Email Games
Marie Jasinski
MindMedia
Douglas Mawson Institute of TAFE, AUSTRALIA
mariejas@dmi.tafe.sa.edu.au
Sivasailam Thiagarajan
Instructional Design Centre
Workshops by Thiagi, Inc., USA
thiagi@thiagi
Abstract
During the past three years, we have designed, facilitated, and evaluated a
series of Web-based games on a range of topics with over 1000
practitioners mostly within the vocational and corporate training sectors in
Australia and the USA. These games incorporate research-based
prescriptions from instructional design, game design, and online learning
and facilitate dialogue between participants. Our observations and
feedback from the players have led us to reinforce what we suspected: that
unglamorous, low-tech but highly functional communications technology
like email, bulletin boards, and chat can be used as primary tools to
promote and encourage collaborative interactive learning online.

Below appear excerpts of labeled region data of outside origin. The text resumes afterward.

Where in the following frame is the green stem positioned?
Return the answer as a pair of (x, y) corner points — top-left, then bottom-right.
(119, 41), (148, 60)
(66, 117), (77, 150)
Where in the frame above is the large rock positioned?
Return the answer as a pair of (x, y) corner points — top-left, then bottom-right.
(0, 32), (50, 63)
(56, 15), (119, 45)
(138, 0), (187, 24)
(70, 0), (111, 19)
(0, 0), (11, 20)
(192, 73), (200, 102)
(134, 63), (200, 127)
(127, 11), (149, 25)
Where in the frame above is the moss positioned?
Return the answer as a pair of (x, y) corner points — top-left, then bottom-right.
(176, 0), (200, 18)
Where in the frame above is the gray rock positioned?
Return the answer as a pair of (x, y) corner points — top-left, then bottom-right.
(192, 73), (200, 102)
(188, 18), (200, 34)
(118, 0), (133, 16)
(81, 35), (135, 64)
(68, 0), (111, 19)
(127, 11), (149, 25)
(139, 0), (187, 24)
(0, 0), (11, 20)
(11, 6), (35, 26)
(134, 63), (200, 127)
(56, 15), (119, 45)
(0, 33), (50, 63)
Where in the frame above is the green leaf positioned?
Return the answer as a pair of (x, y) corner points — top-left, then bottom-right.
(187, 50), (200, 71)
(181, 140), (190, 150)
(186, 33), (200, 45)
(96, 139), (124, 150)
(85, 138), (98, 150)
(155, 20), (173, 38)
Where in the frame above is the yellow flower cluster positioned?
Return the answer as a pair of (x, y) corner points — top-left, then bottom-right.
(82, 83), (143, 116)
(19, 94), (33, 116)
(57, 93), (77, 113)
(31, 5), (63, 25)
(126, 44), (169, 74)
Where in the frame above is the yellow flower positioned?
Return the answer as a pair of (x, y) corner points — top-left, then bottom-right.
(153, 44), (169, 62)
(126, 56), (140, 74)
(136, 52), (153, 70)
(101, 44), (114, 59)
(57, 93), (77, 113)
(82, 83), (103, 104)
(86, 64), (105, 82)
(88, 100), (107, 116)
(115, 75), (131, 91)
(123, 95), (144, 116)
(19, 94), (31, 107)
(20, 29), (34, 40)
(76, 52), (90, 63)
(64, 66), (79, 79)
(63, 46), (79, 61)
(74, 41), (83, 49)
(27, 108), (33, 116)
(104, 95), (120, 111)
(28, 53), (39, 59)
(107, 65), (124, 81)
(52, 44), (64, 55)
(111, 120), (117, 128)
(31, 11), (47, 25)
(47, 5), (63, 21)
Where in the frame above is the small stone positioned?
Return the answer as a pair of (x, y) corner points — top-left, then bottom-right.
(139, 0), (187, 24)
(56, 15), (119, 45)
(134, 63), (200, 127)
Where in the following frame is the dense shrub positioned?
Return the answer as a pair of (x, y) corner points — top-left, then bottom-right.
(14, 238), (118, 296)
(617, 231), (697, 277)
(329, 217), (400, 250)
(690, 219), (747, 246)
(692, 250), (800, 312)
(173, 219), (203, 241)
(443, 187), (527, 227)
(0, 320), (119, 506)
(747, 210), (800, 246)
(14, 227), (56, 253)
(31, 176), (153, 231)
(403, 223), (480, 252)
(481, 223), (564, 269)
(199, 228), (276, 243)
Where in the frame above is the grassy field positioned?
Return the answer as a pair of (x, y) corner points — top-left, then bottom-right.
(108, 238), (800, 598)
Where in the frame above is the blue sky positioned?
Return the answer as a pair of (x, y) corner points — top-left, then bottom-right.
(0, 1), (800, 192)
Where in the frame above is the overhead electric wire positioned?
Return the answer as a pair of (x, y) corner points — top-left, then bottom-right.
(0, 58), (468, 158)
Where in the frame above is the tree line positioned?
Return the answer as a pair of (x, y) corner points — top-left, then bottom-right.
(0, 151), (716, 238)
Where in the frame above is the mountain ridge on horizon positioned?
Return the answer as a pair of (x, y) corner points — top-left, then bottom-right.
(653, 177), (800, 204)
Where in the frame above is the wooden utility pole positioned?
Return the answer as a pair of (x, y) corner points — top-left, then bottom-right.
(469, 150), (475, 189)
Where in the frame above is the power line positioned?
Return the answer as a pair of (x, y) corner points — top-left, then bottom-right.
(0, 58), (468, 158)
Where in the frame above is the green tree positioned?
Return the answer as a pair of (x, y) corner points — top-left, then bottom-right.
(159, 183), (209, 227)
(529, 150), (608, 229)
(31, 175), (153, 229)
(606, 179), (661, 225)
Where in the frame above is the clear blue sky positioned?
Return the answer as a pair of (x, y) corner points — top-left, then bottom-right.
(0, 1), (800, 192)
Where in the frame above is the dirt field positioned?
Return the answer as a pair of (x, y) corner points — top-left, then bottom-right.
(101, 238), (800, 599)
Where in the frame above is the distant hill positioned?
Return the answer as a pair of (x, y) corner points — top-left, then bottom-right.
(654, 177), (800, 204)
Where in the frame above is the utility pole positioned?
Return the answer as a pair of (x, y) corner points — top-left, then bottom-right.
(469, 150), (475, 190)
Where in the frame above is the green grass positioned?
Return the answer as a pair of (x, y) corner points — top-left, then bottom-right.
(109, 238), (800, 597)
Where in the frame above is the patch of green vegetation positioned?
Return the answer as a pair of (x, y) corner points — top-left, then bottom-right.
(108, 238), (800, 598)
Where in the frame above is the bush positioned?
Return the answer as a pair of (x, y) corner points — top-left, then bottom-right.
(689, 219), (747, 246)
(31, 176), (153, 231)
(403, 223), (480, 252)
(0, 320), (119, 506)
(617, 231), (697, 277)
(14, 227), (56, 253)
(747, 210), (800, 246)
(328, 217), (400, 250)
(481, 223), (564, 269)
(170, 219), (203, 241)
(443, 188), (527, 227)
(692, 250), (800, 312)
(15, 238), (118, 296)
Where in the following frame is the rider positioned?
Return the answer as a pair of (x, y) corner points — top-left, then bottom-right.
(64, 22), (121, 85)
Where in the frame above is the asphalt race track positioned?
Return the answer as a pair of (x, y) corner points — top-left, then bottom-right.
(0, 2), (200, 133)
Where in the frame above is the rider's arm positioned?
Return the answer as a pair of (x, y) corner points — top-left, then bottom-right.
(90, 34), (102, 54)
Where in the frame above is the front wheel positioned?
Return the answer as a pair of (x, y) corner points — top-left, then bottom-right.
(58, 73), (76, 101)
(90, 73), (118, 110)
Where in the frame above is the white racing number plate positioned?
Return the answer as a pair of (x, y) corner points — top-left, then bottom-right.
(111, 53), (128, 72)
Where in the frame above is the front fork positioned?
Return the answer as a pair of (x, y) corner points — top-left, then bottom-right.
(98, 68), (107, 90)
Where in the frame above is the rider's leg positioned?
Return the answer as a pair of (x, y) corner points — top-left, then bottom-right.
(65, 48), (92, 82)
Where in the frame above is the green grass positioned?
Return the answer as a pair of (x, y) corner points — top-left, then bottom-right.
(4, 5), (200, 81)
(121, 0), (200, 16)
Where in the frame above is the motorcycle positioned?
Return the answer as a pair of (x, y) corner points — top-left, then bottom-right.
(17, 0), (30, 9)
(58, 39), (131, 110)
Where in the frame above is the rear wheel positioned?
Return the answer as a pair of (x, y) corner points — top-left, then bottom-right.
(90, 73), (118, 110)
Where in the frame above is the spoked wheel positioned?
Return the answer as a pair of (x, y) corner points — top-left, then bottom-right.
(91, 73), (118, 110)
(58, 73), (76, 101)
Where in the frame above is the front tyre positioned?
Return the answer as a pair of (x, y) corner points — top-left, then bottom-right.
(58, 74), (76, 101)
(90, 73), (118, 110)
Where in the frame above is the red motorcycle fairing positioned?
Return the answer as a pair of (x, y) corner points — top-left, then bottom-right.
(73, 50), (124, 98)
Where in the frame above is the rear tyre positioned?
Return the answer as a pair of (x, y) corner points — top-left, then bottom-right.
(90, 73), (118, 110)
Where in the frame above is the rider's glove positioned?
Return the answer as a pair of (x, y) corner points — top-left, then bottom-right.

This
article documents our observations and experiences in the use of email
games.
Keywords
Email games, Online learning, Instructional design, Game design,
Interactivity, Motivation, Voluntary participation, Content generation Introduction
A recent report on online training for corporate education (Dalton, 2000) identifies three basic types of strategies: HTML-formatted courses, live presentations and Web conferencing. Of these, 79 percent of the clients report they use HTML content, 33 percent use live presentations and 26 percent use conferencing strategies. The same group also identifies their biggest online learning challenge as "uncompelling, static content" associated with the HTML-content that is ironically used by the majority.
Based on our belief that adult learners learn most effectively through people-to-people collaboration and construction of knowledge, we have been designing, facilitating, evaluating and researching a special type of Web conferencing strategy called "email games" (Jasinski & Thiagarajan, 2000). While we have been working independently in e-learning for several years, our collaborative work is now in its third year. This paper presents our conceptual framework, interim results and future plans.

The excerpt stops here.